According to the authors, the duration of the therapeutic effect was less in participants whose immune systems had attacked the pancreatic cells aggressively in the pre-transplantation period.

This research study was conducted at the Center for Cell-Based Therapy in Brazil. It was led by Julio Voltarelli, an immunologist, who expired in March 2012. Maria Carolina de Oliveira Rodrigues and Belinda Pinto Simões took over the reins of leadership after Voltarelli's death.

"Because type 1 diabetes is an autoimmune disease, the aim of the treatment is to 'switch off' the immune system temporarily using chemotherapy drugs and 'restart' it by means of the transplantation of autologous hematopoietic stem cells, which can differentiate into every kind of blood cell," Rodrigues explained.

By the time the symptoms of type 1 diabetes begin to show, she added, around 80 percent of the patient's pancreatic islets have already been damaged. If the remaining cells are protected by interrupting autoimmune aggression at this point, the patient can produce insulin, but in small amounts.

"Studies with animals and diabetic humans suggest the percentage of insulin-producing cells declines sharply, reaching almost zero between six and eight weeks after diagnosis. Our center has therefore set a six-week limit for patients to start the transplantation process," said Rodrigues.

25 patients aged between 12 years and 35 years were initially included in the study. The therapeutic effect has lasted an average of 42 months, but ranges overall from 6 months to 12 years, the longest follow-up period so far. 3 patients are completely insulin-free. 1 person has been insulin-free for 10 years, another for 11, and the third for 12.
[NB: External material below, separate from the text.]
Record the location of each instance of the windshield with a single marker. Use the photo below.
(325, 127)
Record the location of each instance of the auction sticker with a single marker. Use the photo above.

What Does the Future Hold?

Scientists have formed liver cells from some sources of mesenchymal stem cells but these cells have not been applied clinically yet. They are also working to create stem cells differentiated along the pancreatic line as a possible cure for diabetes, but no line has been well established.


  • A stem cell can develop into other cells.
  • Bone marrow transplant is the most prevalent stem-cell therapy.
  • Many medical conditions can be treated with stem cell therapy.
  • Stem cells can differentiate into cells needed to repair heart and blood vessels.
  • Stem cell therapy is used to treat Parkinson’s disease.

Stem cell therapy has the potential to treat a multitude of diseases and illnesses, which up until now have been labelled 'incurable.